Published online by Cambridge University Press: 05 June 2014
The sense of smell plays a key role in our lives, although we seem to value it the least of our senses, until it is lost. Humans are just one of more than 300 living species of primate, and many primates, from lemurs to monkeys, use chemical communication extensively (Dixson 2012). Chemical information is still important to us, even if we and our nearest relatives, the great apes (the bonobos, chimpanzees, gorillas, and orang-utans), do not appear to use odor communication as much as other primates (Table 13.1) (Dixson 2012; Shepherd 2004; Stevenson 2010). Like other mammals and our fellow primates, humans and the great apes have many sebaceous and apocrine glands giving off a cloud of odor molecules that, with the help of bacterial breakdown, envelop the body with a complex, and individually distinctive, volatile label.

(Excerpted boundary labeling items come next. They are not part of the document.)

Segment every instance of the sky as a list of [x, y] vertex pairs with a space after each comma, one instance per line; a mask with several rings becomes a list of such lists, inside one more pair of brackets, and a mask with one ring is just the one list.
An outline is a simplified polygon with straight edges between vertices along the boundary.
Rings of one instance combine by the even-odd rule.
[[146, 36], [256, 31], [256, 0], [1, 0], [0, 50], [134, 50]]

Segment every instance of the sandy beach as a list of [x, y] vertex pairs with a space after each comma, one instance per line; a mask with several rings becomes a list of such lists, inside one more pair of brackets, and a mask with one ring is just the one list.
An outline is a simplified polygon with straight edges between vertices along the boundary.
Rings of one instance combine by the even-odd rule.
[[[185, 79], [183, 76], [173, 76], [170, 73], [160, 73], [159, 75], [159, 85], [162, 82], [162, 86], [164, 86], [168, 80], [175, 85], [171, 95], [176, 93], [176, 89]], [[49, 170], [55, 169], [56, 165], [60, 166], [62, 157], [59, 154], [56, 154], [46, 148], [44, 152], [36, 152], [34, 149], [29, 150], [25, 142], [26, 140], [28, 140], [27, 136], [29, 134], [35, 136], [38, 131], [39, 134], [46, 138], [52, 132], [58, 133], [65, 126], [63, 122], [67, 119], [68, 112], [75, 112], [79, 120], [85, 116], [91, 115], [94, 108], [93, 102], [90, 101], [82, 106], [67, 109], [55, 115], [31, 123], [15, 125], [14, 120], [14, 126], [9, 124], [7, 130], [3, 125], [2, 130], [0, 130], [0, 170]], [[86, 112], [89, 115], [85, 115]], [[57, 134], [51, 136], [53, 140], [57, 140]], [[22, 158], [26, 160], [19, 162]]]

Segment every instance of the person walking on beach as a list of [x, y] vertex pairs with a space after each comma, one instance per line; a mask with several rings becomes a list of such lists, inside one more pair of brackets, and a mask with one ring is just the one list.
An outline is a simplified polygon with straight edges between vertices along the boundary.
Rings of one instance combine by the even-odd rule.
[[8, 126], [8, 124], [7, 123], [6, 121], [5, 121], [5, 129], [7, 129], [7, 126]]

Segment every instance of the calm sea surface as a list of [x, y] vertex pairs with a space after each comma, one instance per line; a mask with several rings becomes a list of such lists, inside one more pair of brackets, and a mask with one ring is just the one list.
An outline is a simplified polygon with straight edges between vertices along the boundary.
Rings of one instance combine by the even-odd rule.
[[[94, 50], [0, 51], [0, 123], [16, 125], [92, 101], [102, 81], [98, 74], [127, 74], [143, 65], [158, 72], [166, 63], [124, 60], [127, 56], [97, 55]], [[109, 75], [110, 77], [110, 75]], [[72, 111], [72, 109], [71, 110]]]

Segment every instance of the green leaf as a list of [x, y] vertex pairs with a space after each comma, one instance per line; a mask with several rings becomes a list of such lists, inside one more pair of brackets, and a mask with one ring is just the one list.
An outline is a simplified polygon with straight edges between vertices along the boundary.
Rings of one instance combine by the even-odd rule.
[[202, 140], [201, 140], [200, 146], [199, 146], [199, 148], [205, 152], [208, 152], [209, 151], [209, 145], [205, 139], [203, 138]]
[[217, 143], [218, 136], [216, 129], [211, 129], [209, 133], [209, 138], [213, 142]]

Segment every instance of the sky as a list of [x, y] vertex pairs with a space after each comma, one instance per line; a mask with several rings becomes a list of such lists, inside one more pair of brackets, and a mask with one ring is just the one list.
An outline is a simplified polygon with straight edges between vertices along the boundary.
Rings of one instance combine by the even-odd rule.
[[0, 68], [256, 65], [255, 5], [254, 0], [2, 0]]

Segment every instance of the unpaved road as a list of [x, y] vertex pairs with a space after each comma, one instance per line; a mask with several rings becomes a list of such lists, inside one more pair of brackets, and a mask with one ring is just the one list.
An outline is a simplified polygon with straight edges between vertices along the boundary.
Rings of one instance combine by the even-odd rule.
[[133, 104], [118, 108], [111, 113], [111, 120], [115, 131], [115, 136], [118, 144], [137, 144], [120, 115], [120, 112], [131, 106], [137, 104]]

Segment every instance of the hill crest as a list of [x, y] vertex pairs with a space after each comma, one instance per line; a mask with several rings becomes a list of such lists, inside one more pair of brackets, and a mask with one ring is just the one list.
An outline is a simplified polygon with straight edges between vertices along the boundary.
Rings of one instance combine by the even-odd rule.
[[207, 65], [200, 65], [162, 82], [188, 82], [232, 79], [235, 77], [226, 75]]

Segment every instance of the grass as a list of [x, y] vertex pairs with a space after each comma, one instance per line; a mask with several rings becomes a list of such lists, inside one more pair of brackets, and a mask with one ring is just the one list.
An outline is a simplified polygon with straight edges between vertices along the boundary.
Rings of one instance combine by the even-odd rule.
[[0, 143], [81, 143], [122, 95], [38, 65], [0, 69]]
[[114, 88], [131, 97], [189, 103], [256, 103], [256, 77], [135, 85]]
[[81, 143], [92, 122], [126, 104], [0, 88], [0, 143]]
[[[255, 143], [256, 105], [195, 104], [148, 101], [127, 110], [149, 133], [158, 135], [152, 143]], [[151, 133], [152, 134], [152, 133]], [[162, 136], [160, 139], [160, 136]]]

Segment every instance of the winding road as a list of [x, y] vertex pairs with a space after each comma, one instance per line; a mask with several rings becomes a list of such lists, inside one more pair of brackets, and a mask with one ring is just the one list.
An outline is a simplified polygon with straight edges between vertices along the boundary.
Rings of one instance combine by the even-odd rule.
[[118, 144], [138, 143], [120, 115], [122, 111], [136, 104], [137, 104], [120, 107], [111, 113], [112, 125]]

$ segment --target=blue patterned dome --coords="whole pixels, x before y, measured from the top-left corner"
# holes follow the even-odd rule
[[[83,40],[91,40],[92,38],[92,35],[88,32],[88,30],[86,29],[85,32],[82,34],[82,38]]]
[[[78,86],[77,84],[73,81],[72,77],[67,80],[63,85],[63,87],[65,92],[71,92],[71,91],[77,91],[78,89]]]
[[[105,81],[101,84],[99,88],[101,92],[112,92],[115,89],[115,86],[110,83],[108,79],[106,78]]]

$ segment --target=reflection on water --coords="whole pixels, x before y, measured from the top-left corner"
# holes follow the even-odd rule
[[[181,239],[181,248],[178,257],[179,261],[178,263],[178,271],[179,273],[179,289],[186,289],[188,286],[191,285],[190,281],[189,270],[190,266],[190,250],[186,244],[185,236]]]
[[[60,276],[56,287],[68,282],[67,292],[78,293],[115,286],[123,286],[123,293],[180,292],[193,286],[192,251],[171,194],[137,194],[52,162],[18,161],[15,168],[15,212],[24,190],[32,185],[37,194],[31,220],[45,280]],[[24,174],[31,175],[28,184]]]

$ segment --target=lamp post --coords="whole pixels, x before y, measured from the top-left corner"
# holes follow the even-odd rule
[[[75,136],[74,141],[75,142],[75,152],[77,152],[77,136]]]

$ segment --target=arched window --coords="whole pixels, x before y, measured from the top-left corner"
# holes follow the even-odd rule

Pheromones might be hidden among the cloud of odor molecules. As we are mammals, it is likely that we do have pheromones (species-wide chemical signals), as most mammals studied so far appear to. However, there is little robust evidence for the existence of human pheromones (though there is early evidence that there might be a pheromone that babies respond to). The claims made on the Internet for irresistible “human pheromones” are baseless: no human pheromones of any kind have been chemically identified yet.
Until relatively recently, smell was thought to be unimportant in humans, largely because of the small relative size of the olfactory bulb in the human brain compared with other mammals. However, the size of olfactory bulbs and the number of neurons they contain may be less important than the extensive central olfactory brain regions in humans, which process the olfactory input (Shepherd 2004, 2012). These dedicated olfactory regions include the olfactory cortex, olfactory tubercle, entorhinal cortex, parts of the amygdala and the hypothalamus, and the medial and lateral orbitofrontal cortex. While relatively speaking we have smaller olfactory bulbs than mice, our olfactory bulb is larger than the entire brain of a mouse and the orbitofrontal region is huge by comparison (Figure 13.1) (Shepherd 2012, p. 112). Even though bulb size is not the critical factor, far from olfaction diminishing in human evolution, an increase in the size of the olfactory bulbs and supporting brain areas appears to have occurred as we diverged from common ancestors with the Neanderthals (Bastir et al. 2011).